Everyone seems to be talking about sunscreen lately. That’s a little alarming. It’s a huge misconception to start worrying about sunscreen when summer is near – technically you should protect your skin from UV rays year round. But, I digress. Sunscreen is on everyone’s mind, and luckily, Environmental Working Group (EWG) has just released their 2011 Safe Sunscreen Guide.
2011 marks the 5th annual sunscreen guide for EWG and features ratings for more than 1,700 sunscreens and SPF lip balms, moisturizers and makeups.
What hasn’t changed from last year:
Like last year, EWG notes that almost all sunscreens are unreliable and that the best UV protection includes protective clothes, shade and timing. You should wear long, light sleeves, a hat and sunglasses at least. Your kids should wear the same.

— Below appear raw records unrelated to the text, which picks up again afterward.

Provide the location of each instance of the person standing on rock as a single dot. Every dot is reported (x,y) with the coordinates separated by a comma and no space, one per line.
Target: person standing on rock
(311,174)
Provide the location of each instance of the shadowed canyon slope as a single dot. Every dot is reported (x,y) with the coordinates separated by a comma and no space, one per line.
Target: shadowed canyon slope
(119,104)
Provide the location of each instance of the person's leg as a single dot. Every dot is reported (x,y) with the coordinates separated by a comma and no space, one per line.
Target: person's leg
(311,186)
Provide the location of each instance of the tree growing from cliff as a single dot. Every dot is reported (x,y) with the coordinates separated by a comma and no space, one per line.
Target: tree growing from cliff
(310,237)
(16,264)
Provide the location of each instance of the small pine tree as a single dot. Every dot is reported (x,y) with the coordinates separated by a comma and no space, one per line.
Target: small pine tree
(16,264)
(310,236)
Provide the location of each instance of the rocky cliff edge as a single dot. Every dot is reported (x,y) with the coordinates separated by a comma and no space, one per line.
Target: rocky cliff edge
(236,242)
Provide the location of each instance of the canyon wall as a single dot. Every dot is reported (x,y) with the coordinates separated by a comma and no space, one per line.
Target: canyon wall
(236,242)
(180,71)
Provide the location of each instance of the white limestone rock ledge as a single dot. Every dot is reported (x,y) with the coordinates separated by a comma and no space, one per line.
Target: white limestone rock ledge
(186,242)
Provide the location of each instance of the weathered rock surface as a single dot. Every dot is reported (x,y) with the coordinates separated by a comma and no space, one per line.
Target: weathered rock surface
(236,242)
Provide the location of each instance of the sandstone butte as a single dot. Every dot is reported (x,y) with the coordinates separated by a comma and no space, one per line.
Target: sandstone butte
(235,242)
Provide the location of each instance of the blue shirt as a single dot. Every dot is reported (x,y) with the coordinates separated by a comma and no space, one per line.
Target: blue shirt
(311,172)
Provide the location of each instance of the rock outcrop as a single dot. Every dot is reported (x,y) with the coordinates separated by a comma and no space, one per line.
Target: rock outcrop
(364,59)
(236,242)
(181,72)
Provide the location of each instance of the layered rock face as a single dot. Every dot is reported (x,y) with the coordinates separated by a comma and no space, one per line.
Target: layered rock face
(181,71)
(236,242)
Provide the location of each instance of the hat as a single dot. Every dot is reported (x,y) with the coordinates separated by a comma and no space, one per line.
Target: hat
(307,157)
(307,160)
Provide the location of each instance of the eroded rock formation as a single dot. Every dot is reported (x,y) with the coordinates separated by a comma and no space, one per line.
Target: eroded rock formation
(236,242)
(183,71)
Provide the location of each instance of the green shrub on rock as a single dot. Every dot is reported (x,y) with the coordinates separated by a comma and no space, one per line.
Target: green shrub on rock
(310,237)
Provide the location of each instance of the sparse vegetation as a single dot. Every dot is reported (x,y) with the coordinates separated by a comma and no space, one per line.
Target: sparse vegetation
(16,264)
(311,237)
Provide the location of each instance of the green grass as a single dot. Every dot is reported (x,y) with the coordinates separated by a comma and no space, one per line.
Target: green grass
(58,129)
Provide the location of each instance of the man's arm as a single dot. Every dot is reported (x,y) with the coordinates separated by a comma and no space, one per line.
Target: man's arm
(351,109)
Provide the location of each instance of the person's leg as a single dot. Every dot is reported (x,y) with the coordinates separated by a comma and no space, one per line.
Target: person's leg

Also the same as last year; the FDA is still failing consumers when it comes to sunscreen safety. In fact this is now the 34th summer in a row, in the United States with zero sunscreen safety regulations. The FDA has been working on setting enforceable guidelines for consumer protection related to sunscreen for over 33-years now. Go FDA!
What’s new this year?
Last year only 8% of sunscreens were deemed safe by EWG. This year EWG says that about 20% of sunscreens are safe. How come? Are sunscreen manufactures making better products? Nope. According to EWG, ” EWG recommends 1 in 5 of more than 600 beach and sport sunscreens, compared to 1 in 12 last year.” EWG notes that this isn’t because sunscreen makers are producing more superior products though. What happened this year is that EWG tested more sunscreens. Because consumers told EWG that they wanted more options, EWG went looking more sunscreen options, found some, and were able to add more to their database.
Quick must-know highlights from the EWG 2011 sunscreen guide:
- Only one in five sunscreens earns high marks for safety and efficacy.
- Nearly 1/3 of this year’s crop of sunscreens contains vitamin A, an additive that EWG says can accelerate the growth of skin tumors and lesions.
- Avoid sunscreens containing oxybenzone and retinyl palmitate (sometimes listed as vitamin A).
- Look for sunscreens offering mineral protection via zinc oxide or titanium dioxide.
- Choose creams and lotions over sprays and powders.
- Reapply sunscreens at least every two hours, or after getting wet or sweaty.
The best sunscreens for 2011:
“The ideal sunscreen would completely block the UV rays that cause sunburn, immune suppression and damaging free radicals. It would remain effective on the skin for several hours and not form harmful ingredients when degraded by UV light. It would smell and feel pleasant so that people use it in the right amount and frequency.”
Sadly, EWG points out that zero sunscreens in the USA that meet all of the above criteria. With this in mind EWG has determined that mineral sunscreens have the best safety profile of today’s choices.